Although children were randomly assigned to treatment conditions, it was necessary to determine if preexisting differences emerged on demographic and classification measures. A chi-square test indicated no significant differences emerged among the 4 treatment conditions as a function of MD status, χ2(3, N = 204) = 2.15 p > 0.05, or gender, χ2(3, N = 204) = 4.88, p > 0.10. In addition, no significant differences emerged in the proportion of high and low WM span groups across treatment conditions, χ2(3, N = 204) = 2.83, p > 0.05. A further comparison was made amongst the classification measures between the two math groups. A MANOVA was computed between children with MD and without MD (NMD) on standard scores for problem solving (TOMA, Key Math, CMAT), reading (WRMT, WRAT), RCMT, and math calculation (WRAT, WIAT). As expected, the MANOVA was significant, Wilks'Λ = 0.27, F(6, 178) = 78.67, p < 0.001. All the univariates (ps < 0.05) were significant and in favor of children without MD. The standard scores are shown in Table 1. It is important to note that although fluid intelligence, reading, and calculation scores were in the normal range for children with MD, children without MD had a clear advantage across these aptitude and achievement measures.

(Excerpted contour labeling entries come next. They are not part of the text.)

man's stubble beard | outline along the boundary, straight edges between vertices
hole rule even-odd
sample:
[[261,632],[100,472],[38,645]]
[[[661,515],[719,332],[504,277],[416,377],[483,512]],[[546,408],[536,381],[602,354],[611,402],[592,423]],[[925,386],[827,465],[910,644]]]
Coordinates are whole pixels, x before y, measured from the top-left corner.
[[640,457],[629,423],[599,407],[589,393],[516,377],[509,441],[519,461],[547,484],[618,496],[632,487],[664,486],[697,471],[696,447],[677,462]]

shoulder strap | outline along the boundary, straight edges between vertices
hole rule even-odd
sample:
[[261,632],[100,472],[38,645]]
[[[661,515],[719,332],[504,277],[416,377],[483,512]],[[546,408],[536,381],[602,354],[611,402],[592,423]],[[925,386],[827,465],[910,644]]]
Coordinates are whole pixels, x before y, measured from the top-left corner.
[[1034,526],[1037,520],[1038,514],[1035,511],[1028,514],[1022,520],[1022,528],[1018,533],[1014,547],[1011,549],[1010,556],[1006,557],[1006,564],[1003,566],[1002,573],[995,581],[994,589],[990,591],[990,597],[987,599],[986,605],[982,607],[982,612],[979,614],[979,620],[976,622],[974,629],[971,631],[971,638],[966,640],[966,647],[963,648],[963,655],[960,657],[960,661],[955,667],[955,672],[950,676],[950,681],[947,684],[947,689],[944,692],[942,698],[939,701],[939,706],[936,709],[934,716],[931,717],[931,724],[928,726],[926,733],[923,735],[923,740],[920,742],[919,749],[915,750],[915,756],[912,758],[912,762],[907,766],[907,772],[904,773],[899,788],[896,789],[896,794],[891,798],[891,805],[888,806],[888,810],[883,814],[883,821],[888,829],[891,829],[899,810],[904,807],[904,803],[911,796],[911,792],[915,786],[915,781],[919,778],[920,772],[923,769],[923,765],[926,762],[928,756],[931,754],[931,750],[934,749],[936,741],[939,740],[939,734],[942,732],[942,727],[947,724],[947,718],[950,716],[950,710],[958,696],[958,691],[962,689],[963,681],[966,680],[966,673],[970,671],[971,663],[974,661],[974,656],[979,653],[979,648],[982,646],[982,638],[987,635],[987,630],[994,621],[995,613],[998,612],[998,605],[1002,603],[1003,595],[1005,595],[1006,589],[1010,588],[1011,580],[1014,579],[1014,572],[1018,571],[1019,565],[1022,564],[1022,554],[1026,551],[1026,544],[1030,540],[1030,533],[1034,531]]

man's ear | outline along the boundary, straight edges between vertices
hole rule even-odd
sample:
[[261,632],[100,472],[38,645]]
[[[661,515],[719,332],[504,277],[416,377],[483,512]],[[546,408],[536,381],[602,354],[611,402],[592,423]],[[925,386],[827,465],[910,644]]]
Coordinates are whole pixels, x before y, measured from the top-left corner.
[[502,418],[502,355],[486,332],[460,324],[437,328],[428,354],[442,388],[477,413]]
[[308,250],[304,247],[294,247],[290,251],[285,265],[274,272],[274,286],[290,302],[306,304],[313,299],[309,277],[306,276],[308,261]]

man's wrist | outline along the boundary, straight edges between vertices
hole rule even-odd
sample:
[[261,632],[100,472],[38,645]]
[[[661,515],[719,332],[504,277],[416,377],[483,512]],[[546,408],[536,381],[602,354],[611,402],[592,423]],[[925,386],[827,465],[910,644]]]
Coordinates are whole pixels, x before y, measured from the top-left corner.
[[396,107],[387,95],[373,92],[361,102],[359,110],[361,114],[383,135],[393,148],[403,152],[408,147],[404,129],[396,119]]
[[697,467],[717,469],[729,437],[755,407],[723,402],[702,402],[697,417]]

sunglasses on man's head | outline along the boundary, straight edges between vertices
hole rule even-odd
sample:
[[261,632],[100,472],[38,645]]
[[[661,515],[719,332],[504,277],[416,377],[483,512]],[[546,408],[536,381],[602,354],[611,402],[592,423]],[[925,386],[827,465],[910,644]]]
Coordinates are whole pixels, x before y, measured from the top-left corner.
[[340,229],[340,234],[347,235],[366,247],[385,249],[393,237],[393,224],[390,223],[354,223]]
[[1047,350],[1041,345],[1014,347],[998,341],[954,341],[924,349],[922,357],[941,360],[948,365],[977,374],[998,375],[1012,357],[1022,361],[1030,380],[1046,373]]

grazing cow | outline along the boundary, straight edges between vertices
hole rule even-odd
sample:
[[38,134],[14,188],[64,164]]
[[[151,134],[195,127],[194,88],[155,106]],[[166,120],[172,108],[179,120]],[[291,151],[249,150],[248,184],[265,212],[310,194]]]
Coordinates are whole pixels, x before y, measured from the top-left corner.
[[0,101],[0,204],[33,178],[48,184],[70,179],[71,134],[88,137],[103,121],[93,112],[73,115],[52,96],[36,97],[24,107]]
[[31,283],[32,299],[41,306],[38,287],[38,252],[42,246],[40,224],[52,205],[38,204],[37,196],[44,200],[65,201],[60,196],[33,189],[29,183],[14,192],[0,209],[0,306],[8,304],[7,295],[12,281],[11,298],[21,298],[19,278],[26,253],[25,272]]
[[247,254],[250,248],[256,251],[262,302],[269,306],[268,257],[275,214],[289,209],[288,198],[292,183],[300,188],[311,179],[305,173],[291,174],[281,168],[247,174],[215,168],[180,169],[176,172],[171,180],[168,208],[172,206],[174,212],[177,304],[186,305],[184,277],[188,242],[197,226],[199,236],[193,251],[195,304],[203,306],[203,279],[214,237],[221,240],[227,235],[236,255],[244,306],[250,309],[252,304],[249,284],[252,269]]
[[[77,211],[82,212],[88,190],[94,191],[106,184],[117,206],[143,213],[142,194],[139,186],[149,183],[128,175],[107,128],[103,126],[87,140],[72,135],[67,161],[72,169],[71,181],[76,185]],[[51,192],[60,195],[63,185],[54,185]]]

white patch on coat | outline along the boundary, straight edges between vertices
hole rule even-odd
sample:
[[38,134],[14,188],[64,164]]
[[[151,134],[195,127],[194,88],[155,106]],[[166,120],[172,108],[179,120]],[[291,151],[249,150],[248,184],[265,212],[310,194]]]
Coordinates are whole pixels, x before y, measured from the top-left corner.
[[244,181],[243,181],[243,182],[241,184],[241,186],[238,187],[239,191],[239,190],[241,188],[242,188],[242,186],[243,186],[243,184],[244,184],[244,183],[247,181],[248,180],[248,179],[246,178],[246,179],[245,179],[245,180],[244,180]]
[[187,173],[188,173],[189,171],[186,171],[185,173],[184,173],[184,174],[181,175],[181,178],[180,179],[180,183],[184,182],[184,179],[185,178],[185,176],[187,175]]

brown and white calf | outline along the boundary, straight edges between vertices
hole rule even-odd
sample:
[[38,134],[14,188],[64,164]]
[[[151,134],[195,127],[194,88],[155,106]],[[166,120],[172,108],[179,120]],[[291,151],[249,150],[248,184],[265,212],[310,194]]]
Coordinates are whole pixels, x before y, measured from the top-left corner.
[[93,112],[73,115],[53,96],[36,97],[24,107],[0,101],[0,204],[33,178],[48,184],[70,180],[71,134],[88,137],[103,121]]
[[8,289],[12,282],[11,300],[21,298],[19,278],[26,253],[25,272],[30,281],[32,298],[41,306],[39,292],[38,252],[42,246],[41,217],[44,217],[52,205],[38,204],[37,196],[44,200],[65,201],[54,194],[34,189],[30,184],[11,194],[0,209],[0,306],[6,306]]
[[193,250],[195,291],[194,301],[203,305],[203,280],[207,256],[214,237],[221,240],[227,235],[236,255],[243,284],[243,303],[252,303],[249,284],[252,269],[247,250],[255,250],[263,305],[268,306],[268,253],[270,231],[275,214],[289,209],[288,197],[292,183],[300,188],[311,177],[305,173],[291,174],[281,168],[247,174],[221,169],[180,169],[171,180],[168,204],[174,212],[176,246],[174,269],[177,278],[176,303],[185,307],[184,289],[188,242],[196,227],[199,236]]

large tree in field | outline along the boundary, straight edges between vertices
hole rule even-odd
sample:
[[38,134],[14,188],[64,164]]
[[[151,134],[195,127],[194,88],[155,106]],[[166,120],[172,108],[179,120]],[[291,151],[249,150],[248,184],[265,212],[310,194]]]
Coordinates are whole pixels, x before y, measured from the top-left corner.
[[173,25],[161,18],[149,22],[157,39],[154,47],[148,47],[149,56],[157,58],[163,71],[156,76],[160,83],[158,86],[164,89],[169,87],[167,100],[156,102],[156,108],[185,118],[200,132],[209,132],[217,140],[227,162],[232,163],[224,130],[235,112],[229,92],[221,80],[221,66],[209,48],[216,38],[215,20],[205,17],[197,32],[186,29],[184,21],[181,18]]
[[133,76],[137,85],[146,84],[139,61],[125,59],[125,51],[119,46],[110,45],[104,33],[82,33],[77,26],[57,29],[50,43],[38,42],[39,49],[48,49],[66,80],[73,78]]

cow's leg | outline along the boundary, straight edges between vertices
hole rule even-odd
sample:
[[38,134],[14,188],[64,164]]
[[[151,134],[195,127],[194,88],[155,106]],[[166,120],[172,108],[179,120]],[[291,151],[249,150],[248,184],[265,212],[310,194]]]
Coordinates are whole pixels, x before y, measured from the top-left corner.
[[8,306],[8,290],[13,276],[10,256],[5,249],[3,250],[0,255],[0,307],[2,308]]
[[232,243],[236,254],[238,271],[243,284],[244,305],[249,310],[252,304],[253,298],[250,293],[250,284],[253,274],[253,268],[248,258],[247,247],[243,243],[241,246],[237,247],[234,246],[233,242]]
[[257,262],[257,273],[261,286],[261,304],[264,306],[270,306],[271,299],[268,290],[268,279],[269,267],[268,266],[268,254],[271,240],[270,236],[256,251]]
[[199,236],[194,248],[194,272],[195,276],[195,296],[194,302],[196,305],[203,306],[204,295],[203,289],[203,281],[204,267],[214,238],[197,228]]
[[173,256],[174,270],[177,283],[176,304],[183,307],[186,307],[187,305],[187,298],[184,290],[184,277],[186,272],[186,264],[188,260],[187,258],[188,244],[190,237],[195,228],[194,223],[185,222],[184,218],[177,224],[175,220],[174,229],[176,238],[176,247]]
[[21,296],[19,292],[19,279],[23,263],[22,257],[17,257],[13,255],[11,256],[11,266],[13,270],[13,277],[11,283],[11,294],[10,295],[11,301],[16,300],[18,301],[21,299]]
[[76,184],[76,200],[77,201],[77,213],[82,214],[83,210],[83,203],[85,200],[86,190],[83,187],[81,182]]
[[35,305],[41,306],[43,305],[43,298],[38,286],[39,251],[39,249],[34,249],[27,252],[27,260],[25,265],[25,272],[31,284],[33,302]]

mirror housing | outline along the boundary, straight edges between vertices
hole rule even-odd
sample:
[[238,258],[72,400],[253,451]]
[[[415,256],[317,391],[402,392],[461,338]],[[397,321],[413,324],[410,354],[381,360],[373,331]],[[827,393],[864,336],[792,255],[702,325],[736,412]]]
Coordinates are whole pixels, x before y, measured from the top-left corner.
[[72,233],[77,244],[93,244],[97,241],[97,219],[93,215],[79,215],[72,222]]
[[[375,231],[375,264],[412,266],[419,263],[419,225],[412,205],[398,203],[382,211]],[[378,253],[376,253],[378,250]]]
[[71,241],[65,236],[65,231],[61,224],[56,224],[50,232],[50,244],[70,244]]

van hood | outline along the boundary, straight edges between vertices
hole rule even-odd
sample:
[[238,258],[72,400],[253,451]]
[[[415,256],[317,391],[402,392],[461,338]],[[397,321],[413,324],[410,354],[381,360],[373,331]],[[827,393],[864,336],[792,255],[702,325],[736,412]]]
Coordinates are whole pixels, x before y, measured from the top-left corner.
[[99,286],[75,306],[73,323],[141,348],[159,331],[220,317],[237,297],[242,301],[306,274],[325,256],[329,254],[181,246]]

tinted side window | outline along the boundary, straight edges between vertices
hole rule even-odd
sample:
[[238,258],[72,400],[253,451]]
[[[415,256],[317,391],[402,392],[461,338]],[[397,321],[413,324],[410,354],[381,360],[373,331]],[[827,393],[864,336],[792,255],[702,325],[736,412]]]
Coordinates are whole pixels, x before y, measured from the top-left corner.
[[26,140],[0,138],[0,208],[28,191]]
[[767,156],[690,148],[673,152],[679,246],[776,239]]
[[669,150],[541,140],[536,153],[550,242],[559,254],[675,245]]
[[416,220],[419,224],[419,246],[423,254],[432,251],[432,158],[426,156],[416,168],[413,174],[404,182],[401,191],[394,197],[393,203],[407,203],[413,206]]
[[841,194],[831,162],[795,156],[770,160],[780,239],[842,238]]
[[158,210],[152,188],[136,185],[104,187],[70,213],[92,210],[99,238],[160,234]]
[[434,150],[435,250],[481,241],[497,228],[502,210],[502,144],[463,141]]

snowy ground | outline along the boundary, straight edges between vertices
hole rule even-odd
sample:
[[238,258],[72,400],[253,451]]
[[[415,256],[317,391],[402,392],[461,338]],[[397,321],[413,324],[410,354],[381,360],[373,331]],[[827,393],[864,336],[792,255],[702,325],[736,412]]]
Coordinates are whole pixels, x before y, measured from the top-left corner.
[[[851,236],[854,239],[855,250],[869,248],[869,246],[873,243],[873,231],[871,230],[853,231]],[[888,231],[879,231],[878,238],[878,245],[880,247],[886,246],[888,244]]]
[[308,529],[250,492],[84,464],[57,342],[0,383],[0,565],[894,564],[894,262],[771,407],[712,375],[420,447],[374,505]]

The primary analysis for this study was a mixed ANCOVA on post-test scores. The random effects included children nested within classrooms. In contrast to a traditional ANCOVA, where significance is tested against the residual error, the test of fixed effects in mixed models is tested against the appropriate error terms as determined by the model specification. The method also overcomes some of the limitations of a traditional ANCOVA because it does not require that missing data be ignored and provides a valid means to addressing standard errors. The estimates for criterion were based with full-information maximum-likelihood, and utilized robust standard errors (Huber-White) to allow for the non-independence of observations from children nested within the classroom. Because the cells were unbalanced and missing data, a Kenward-Roger correction was used to obtain the degrees of freedom.
Problem Solving Accuracy
A 2 (MD status: MD vs. NMD risk) × 2 (WMC: high and low WM ability) × 4 (treatment condition) mixed ANCOVA (pretest and reading as covariates) was computed on the CMAT scores. The covariate for reading was a composite score (WRAT, TORC). The results indicated a significant main effect for MD status, F(1, 163) = 7.43, p < 0.01 and treatment, F(3, 163) = 3.13, p < 0.01. A significant effect also occurred for the WMC x treatment interaction, F(3, 163) = 3.56, p < 0.05, and the MD status × WMC × treatment interaction, F(3, 163) = 2.65, p < 0.001. The covariates were significant for pretest,F(1, 163) = 86.63, p < 0.001 and reading, F(1, 163) = 19.60, p < 0.0001. As expected, the adjusted posttest scores were significantly lower for children with MD when compared to children without MD (Adjusted M = 0.28, SE = 0.04 vs. 0.48, SE = 0.04) and post-test scores were significantly (ps < 0.05) higher for the verbal emphasis condition when compared to other conditions (adjust M's = 0.54, 0.32, 0.36, 0.32 for verbal, verbal + visual, visual emphasis and control condition, respectively).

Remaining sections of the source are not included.